Bei Patienten mit tumorbedingten oder neuromuskulären Schluckstörungen ist eine längerfristige enterale Sondenernährung angezeigt. Methode der Wahl ist die endoskopisch (PEG) und radiologisch assistierte (PRG) perkutane Gastrostomie.

Hochgradige mit dem Endoskop nicht passierbare Stenosen der oberen Atem- und Speisewege sowie eine fehlende Diaphanoskopie können eine PEG-Anlage jedoch technisch verhindern. Die CT-gesteuerte perkutane Gastrostomie (PG) stellt hier ein Alternativverfahren dar. Sie wurde nun in einer Untersuchung näher evaluiert.

Insgesamt 83 Patienten wurden zu einer CT-gesteuerten perkutanen Gastrostomie-(PG-)-Erstanlage vorgestellt und die Patientendaten retrospektiv analysiert. Die CT-gesteuerte PG-Anlage gelang bei 95,2 Prozent der Patienten im Erstversuch. In den ersten drei Tagen fanden sich bei vier von 79 Patienten (5,1 Prozent) mit vier Dislokationen der PG-Sonde und einer anlagebedingten Peritonitis insgesamt fünf schwerwiegende Frühkomplikationen.

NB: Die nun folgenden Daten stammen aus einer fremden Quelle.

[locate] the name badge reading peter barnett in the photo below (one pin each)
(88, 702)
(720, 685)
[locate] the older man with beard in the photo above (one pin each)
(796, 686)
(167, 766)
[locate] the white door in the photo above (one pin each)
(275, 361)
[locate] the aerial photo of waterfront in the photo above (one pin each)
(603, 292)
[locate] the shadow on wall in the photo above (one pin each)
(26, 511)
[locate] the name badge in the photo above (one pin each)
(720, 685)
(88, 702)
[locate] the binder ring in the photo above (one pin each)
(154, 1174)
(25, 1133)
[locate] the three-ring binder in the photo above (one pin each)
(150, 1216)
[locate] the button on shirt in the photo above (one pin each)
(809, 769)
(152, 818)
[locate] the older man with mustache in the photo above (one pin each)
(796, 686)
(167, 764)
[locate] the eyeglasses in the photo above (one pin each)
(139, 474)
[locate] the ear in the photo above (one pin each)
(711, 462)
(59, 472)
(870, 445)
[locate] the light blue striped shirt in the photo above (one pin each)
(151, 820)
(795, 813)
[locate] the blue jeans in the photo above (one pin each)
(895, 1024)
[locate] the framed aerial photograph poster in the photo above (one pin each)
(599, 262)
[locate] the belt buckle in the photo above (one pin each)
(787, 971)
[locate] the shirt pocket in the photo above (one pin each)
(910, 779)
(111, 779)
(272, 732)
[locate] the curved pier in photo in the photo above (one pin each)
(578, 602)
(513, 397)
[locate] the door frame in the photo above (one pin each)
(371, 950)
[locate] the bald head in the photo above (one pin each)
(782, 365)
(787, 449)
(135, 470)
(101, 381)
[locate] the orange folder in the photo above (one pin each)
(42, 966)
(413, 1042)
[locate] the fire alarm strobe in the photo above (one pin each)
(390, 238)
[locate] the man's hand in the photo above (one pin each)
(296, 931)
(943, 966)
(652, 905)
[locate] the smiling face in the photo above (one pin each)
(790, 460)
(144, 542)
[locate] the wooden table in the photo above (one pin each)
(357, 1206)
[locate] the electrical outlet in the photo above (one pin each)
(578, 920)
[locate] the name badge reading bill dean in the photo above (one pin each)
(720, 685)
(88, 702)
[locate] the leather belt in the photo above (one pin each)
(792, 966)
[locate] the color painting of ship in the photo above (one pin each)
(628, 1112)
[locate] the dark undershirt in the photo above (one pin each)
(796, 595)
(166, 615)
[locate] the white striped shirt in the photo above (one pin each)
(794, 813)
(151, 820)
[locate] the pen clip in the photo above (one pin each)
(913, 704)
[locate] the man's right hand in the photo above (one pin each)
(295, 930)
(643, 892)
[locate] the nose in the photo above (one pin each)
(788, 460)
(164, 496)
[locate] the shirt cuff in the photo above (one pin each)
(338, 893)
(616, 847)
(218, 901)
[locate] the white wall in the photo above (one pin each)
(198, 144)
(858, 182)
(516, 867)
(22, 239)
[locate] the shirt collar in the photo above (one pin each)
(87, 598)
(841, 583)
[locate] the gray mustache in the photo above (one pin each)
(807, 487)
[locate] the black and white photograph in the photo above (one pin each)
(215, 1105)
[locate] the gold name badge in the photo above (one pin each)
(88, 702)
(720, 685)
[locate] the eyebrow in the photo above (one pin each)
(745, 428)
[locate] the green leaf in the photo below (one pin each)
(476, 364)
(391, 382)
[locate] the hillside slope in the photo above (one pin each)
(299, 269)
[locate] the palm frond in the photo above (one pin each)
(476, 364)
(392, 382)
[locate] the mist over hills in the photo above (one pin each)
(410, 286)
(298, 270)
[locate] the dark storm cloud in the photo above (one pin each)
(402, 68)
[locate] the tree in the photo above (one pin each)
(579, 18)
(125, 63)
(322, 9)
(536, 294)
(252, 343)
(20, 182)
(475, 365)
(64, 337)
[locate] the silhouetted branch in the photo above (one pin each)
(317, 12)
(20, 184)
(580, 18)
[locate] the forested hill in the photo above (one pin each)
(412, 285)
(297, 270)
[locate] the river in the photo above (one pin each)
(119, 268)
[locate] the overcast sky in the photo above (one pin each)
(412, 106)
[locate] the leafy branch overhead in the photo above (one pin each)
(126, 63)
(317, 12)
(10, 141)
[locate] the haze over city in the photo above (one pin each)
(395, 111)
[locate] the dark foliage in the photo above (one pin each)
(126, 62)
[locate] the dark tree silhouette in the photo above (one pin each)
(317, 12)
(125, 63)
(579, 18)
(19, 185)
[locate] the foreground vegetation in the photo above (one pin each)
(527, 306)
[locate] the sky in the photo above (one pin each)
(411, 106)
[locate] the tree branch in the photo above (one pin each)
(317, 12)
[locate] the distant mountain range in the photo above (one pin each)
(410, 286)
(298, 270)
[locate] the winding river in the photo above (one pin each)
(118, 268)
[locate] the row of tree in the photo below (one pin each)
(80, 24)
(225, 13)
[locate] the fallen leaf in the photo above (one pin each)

Zu leichten Frühkomplikationen, vorwiegend Hautirritationen und vorübergehende Bauchschmerzen, kam es in 39,2 Prozent der Fälle. Nach dem dritten Tag nach PG-Anlage wurden in 5,1 Prozent der Fälle schwerwiegende Komplikationen dokumentiert, so dass die Gesamtrate für schwerwiegende Komplikationen 8,7 Prozent betrug. Ein Patient verstarb infolge anlagebedingter Komplikationen.

Transfusionsbedürftige Blutungen oder eine Perforation nach Gastrostoma-Erstanlage wurden nicht beobachtet. Leichte Komplikationen bestanden nach dem dritten Tag bei 29,1 Prozent der Patienten.

Die Studienleiter fordern nun eine einheitliche Einteilung der Komplikationen als wichtige Grundlage für die Qualitätskontrolle und die Patientenaufklärung.